Nel saggio Sensibilità e potere. Il cinema di Pablo Larraín (Luigi Pellegrini, 2017) Massimiliano Coviello e Francesco Zucconi individuano nella sua filmografia un sottile filo rosso, una partitura teorica di fondo, che abbraccia tanto la “trilogia della dittatura” (Tony Manero, Post Mortem, No – I giorni dell’arcobaleno) quanto gli antibiopic dedicati a Neruda e Jacqueline Kennedy. Coniugando abilmente l’approccio empirico (dalle soggettive libere indirette al montaggio intermediale dei documenti d’archivio) all’indagine estetica e sociologica (frequenti i riferimenti a Deleuze, Foucault, Ricœur), i due autori costruiscono attorno ai nuclei tematici di questo corpus – il potere, inteso come apparato di disciplina e controllo, e la sensibilità, come analitica della forza dell’immagine e della sua rappresentazione – l’architettura stratificata, carica di rimandi interni, che soggiace ai sette lungometraggi del regista cileno. Dopo il tiepido esordio con Fuga, Larraín si impone all’attenzione internazionale con esistenze sopite in un individualismo disperato, antieroi desensibilizzati che tentano invano di “mantenere” la dittatura fuoricampo aprendosi varchi di evasione (regressione) dal quotidiano. Se essere il compagno di Nancy Puelma è l’unico desiderio di Mario, essere Tony Manero è l’ossessione di Raúl. Poco importa che per sopravvivere debbano agitarsi in modo caricaturale e grottesco su una pista da ballo o assistere con una maschera di imperturbabilità all’autopsia di Allende sul lettino di un obitorio. La loro passività è il sintomo di una società in decomposizione che soltanto col Plebiscito dell’88 rialzerà la testa. Ma nelle mani dei pubblicitari René e Lucho la campagna per il “No” – no alla povertà, all’esilio e alle torture – si trasforma ben presto in un’astuta guerriglia per immagini che occhieggia al generico ottimismo di un Cile meraviglioso, festoso e colorato, narcotizzando il passato traumatico in un’utopia consumistica degenerata.

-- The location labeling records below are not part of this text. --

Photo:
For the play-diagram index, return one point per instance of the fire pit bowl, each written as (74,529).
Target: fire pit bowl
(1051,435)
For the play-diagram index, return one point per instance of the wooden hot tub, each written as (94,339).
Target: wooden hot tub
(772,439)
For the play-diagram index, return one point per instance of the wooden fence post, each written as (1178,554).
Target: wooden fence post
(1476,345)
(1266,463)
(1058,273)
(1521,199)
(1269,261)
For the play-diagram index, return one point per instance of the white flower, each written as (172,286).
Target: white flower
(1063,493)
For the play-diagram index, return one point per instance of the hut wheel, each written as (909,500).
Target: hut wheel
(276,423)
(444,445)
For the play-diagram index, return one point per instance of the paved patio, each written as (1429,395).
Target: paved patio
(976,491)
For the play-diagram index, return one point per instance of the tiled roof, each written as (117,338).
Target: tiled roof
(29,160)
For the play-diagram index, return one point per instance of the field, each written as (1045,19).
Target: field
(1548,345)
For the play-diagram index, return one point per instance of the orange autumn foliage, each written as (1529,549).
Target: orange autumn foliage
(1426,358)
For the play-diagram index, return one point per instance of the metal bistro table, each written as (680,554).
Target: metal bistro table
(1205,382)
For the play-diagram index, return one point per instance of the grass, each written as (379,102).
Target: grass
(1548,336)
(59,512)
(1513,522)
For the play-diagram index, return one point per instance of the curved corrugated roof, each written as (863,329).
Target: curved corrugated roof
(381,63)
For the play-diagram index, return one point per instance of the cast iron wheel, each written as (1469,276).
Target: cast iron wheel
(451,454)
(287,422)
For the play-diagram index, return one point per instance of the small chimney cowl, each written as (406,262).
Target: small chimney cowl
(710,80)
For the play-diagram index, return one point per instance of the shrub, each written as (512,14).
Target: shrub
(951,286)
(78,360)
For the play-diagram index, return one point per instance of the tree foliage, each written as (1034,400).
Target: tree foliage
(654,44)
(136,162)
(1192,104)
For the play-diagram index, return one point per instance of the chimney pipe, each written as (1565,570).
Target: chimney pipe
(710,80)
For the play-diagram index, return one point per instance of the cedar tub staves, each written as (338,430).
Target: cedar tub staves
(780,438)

Se ne Il club l’onda lunga del regime si insinua ancora nelle coscienze dei quattro preti peccatori esiliati nel buen ritiro di La Boca, riattivando la frattura macabra tra vittime e carnefici e la gravità del rimosso storico di un Paese che non riesce a trovare pace, con Neruda Larraín affronta i traumi del Cile ricorrendo per la prima volta a un eroe con poche ombre (apparentemente) nella sua storia. Anima e voce dello spirito identitario cileno, Pablo Neruda accompagna con la sua poesia di ribellione mai connivente col potere le vicende di un popolo glorioso e insieme macchiato dall’infamia. Ma è anche un “falsario”, che ama riavvolgere continuamente la propria vita per immagini, depistare i suoi inseguitori e camuffarsi nei panni di fittizi alter ego per poi riemergere e tornare a nascondersi. Chi non si sottrae, invece, all’occhio inquisitore della macchina da presa è la first lady Jackie Kennedy (Jackie), che all’indomani dell’assassinio del consorte indossa il lutto sul proprio volto e lo espone come un’interfaccia mediatica, un’icona pop, in grado di produrre un effetto performativo su quell’America che aveva rappresentato l’ossessione indiretta della trilogia. Su quel viso Larraín ha inscritto la deriva capitalistica e commerciale degli Stati Uniti e, di nuovo, riannodato il legame col destino travagliato della propria nazione.